My Personal Experience Taking Notes on iPad
As a student pursuing higher education, I found the iPad to be a game-changer when it came to managing my notes and staying organized throughout the school year. With the help of an Apple Pencil, jotting down key points during lectures was not only fast but also allowed me to add intricate designs and illustrations when necessary. The ability to import and mark up PDFs, images, and other course materials made it easier to annotate my notes and add valuable insights during study sessions.
Moreover, the iPad’s compatibility with various useful apps made it simple to create efficient workflows and reduce the time spent on managing notes, ultimately helping me achieve better academic results. Being able to access my notes on different devices ensured that no matter where I was, I had all the information I needed readily available, making my study life significantly smoother.
How to take Notes on iPad using Apple Notes and an Apple Pencil
With the combination of Apple Notes and an Apple Pencil, taking notes on an iPad becomes a seamless and efficient experience.
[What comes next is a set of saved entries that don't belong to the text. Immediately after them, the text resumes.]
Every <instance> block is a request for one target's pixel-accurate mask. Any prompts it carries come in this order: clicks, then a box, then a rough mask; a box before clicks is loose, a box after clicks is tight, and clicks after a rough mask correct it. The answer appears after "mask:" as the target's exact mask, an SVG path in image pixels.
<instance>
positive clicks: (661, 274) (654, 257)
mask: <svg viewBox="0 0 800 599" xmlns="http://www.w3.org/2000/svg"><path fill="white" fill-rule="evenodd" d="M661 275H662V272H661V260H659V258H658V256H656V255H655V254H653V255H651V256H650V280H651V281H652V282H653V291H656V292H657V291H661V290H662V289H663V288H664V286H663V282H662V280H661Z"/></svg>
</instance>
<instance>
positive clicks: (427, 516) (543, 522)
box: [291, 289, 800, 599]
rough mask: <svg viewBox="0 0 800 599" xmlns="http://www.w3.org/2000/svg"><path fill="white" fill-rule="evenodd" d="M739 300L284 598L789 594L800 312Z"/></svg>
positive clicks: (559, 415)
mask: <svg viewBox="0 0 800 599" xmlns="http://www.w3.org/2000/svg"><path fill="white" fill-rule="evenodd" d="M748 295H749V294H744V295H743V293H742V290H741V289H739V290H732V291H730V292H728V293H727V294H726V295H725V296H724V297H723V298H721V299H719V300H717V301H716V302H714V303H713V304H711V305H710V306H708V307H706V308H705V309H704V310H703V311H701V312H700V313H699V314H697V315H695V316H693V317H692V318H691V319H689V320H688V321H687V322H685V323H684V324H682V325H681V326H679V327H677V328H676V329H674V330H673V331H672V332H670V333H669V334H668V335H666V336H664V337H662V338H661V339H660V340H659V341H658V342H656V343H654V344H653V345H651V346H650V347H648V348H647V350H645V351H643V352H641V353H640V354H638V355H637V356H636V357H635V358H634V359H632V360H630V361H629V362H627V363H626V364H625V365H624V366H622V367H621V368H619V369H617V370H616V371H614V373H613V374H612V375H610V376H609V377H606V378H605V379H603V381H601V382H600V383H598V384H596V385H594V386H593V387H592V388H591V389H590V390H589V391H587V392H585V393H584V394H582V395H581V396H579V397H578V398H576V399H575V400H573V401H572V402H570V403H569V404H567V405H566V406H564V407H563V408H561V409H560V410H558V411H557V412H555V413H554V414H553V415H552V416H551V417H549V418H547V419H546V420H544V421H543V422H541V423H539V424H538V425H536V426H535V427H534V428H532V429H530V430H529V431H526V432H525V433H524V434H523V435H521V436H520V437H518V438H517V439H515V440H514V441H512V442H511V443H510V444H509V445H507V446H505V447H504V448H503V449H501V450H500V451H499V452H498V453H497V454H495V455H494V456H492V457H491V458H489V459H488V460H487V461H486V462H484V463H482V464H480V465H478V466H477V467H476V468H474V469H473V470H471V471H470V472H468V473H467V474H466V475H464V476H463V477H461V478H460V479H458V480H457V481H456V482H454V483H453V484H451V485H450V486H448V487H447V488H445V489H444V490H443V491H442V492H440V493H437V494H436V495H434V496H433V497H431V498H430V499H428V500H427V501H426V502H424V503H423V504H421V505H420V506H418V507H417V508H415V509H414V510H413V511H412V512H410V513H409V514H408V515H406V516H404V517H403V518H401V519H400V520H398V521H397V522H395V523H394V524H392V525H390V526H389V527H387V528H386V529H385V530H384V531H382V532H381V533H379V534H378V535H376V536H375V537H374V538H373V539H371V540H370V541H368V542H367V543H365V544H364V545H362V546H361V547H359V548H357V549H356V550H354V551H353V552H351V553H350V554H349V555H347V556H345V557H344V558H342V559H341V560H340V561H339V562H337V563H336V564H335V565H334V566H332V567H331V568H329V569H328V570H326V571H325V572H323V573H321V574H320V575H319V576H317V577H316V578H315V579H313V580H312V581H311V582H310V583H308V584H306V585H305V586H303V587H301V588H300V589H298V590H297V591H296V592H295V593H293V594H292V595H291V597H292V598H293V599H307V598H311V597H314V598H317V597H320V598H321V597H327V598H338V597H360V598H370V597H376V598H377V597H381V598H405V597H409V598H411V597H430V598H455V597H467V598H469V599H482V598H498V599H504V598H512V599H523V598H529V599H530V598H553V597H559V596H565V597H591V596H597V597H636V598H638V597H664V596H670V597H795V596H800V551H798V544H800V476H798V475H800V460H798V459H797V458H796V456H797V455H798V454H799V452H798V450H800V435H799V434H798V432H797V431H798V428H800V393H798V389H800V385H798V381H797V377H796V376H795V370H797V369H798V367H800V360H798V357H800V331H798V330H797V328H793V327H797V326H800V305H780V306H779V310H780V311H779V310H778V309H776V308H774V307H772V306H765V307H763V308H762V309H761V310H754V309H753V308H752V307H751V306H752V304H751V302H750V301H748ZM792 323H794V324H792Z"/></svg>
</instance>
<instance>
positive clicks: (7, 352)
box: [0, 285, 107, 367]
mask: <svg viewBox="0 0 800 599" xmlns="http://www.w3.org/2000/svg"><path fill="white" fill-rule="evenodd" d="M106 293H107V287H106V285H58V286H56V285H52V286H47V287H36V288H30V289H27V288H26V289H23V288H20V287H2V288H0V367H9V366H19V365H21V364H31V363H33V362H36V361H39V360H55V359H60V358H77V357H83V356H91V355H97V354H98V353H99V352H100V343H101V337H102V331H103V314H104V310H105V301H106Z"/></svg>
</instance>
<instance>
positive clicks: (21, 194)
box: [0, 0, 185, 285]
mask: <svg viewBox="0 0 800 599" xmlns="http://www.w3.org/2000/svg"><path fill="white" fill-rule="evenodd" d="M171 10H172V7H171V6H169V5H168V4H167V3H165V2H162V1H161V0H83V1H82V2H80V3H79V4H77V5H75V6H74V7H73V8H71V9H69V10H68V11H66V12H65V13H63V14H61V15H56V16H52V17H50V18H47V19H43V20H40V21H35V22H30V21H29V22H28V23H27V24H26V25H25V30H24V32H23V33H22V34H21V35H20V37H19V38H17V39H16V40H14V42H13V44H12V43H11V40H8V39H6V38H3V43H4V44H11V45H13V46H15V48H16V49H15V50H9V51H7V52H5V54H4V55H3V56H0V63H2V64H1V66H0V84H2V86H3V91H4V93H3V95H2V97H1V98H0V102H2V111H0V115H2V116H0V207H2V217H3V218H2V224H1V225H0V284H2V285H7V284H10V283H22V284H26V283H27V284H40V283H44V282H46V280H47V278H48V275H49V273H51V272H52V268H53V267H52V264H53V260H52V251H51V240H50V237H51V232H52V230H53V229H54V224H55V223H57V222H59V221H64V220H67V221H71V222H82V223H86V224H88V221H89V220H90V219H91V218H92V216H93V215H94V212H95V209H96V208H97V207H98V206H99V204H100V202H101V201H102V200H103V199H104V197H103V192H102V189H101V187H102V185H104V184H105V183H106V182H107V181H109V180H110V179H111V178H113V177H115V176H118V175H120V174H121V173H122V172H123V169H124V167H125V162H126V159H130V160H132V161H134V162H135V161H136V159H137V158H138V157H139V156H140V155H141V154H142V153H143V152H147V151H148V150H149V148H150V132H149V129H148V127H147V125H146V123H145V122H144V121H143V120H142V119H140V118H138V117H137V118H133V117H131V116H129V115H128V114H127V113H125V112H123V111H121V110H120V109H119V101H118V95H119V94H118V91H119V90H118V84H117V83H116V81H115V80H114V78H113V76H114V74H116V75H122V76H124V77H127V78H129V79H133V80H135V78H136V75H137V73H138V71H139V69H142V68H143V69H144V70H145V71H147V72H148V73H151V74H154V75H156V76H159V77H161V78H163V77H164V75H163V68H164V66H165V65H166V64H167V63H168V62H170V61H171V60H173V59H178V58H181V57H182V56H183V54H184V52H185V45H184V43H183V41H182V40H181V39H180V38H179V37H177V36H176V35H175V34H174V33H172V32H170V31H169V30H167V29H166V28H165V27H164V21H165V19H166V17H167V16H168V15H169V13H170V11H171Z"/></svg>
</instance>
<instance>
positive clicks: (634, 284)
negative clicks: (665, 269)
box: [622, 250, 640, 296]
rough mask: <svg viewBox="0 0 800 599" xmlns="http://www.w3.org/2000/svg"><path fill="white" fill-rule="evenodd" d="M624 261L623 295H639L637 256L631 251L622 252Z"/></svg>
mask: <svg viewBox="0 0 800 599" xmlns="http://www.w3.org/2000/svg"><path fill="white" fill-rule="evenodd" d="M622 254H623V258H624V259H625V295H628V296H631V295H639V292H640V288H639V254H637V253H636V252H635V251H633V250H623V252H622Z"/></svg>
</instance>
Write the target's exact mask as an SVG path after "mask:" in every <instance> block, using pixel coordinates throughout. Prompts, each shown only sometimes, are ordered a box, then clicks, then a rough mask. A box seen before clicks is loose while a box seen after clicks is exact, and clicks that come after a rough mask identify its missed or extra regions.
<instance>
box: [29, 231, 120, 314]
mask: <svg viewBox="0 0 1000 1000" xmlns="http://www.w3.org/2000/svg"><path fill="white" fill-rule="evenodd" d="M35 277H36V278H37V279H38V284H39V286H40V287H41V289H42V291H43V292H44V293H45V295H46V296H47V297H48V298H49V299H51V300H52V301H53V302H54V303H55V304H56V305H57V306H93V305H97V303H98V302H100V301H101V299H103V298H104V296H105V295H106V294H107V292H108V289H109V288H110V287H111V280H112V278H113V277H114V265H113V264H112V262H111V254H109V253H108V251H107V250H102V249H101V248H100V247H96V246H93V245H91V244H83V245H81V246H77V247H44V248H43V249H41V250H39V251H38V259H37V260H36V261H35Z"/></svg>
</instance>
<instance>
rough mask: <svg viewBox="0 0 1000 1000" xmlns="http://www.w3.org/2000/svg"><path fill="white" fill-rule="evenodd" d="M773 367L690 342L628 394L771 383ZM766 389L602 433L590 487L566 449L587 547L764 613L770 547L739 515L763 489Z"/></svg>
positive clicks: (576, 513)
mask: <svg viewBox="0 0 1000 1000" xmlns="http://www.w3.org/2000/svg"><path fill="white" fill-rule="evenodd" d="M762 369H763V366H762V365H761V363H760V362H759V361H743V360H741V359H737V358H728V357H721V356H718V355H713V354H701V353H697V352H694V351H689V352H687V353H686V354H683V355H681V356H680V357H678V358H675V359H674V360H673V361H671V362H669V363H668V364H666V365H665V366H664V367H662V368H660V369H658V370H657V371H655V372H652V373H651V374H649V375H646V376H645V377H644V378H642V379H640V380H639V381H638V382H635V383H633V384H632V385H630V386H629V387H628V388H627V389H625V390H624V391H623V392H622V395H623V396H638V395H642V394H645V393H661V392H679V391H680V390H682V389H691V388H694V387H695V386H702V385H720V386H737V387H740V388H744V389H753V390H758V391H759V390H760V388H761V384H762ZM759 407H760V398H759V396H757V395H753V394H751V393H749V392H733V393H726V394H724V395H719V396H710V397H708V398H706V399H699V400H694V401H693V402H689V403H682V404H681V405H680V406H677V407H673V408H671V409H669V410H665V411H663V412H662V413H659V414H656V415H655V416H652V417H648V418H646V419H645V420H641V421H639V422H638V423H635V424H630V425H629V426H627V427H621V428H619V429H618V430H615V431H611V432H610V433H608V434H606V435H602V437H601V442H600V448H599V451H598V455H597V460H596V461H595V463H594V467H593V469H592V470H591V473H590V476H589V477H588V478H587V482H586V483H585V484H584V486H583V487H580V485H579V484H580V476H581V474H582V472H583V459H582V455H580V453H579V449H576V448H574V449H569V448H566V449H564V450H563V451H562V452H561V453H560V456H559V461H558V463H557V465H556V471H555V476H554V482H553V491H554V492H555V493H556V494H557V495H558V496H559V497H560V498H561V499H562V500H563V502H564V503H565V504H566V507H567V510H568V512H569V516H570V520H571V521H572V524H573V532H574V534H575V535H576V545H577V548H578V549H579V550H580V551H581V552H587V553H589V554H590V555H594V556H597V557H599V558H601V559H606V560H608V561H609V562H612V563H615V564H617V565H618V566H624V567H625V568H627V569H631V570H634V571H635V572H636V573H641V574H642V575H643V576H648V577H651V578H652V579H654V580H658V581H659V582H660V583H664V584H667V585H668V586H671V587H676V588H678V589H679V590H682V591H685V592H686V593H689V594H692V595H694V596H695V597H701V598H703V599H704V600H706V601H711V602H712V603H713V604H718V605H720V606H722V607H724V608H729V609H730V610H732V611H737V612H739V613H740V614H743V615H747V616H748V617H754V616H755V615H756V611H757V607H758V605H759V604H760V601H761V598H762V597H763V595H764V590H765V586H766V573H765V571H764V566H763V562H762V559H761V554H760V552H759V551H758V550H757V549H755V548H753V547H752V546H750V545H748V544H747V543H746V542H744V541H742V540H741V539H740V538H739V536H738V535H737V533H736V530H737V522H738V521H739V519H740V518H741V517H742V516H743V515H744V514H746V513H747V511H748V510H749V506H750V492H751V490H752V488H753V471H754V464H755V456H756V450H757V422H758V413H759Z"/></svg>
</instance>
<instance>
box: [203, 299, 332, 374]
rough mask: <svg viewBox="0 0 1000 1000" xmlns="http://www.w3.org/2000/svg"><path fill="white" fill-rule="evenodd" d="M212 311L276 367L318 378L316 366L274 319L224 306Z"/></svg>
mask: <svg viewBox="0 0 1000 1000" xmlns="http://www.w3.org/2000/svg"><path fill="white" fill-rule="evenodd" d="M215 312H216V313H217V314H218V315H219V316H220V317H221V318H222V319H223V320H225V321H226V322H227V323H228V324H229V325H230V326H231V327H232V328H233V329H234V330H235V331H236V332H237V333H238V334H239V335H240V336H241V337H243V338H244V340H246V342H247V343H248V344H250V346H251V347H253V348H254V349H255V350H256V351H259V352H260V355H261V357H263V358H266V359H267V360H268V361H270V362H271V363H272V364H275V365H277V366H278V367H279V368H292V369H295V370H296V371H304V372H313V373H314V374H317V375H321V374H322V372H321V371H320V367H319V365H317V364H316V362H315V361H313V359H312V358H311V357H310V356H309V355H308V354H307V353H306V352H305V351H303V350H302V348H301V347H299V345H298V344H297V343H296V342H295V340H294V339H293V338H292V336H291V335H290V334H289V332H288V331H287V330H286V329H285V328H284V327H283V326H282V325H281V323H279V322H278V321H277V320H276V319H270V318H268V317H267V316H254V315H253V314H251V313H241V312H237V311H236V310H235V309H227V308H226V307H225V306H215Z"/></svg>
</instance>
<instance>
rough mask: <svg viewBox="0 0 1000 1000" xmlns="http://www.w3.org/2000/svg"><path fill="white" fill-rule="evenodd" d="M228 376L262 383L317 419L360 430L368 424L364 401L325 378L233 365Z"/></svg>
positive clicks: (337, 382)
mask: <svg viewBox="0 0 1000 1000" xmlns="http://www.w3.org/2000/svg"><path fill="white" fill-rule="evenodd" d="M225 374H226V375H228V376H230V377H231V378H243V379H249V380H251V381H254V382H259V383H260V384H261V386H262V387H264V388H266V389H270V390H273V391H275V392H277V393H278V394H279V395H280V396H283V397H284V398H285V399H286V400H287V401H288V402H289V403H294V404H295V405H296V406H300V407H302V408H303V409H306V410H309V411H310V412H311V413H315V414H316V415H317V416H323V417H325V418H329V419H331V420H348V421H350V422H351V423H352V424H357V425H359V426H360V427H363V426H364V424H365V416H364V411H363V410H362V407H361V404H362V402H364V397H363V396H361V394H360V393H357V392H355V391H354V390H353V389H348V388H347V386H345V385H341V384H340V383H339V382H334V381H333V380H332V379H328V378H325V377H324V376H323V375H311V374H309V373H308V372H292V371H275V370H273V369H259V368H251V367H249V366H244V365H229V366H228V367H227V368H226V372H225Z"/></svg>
First, open the Apple Notes app on your iPad and create a new note or folder dedicated to a specific subject.
Next, use the Apple Pencil to start writing your notes directly onto the iPad’s screen. Equipped with palm rejection features, the Apple Pencil allows you to write and draw naturally, just like using a pen and paper, making your note-taking experience remarkably smooth.
As mentioned earlier, it’s shown in studies that Note taking by writing, not typing, has benefits:
William R Klemm (PH.D)
There is a whole field of research known as “haptics,” which includes the interactions of touch, hand movements, and brain function.
Keep in mind that Apple Notes offers various formatting tools, which enable you to customize your notes according to your preferences. For instance, you can change pen styles, colors, add highlights, or even insert tables and checklists. Utilizing these tools can make your notes more visually appealing, making it easier to study and recall information later.
Do all note-taking apps on iPad cost money?
It’s important to note that not all note-taking apps on the iPad require payment. While some popular apps, such as Notability and GoodNotes, do come with a price tag, there are many free alternatives available on the App Store.
For example, Apple Notes is a default app on iPads and offers a range of features suitable for basic note-taking requirements. Other free options include Microsoft OneNote, Google Keep, and Simplenote. Each app comes with its own unique features and functions, so it’s essential to explore various options and determine which one aligns best with your needs and preferences.
Also see our comparison between OneNote and GoodNotes: Comparing Note-Taking and Digital Planning for School
- In order to take notes on iPad, you’ll need a note taking app and a stylus pen such as the Apple Pencil (or another third-party stylus). Keep in mind that if you choose a third-party stylus, they may not have pressure sensitivity. Once you download a note-taking app, you can adjust the pen settings and begin writing notes right away without any other required steps.
- Combining hand-written and typed notes using the iPad Pro and Apple Pencil offers the best of both methods… and the choice of iPad model depends on personal preferences and budget, with the iPad Pro 12.9 being the most advanced option.
- GoodNotes, Notability, and Noteledge are just a few well known note-taking apps for iPad users, offering various features for customization and organization (and are Apple Pencil compatible
- Using iPad for note-taking can significantly improve organization and efficiency in different scenarios, such as online lectures, in-person events, or day-to-day note-taking.
- A combination of accessories like the Apple Pencil, Magic Keyboard, and Paperlike screen protector can enhance the overall iPad note-taking experience.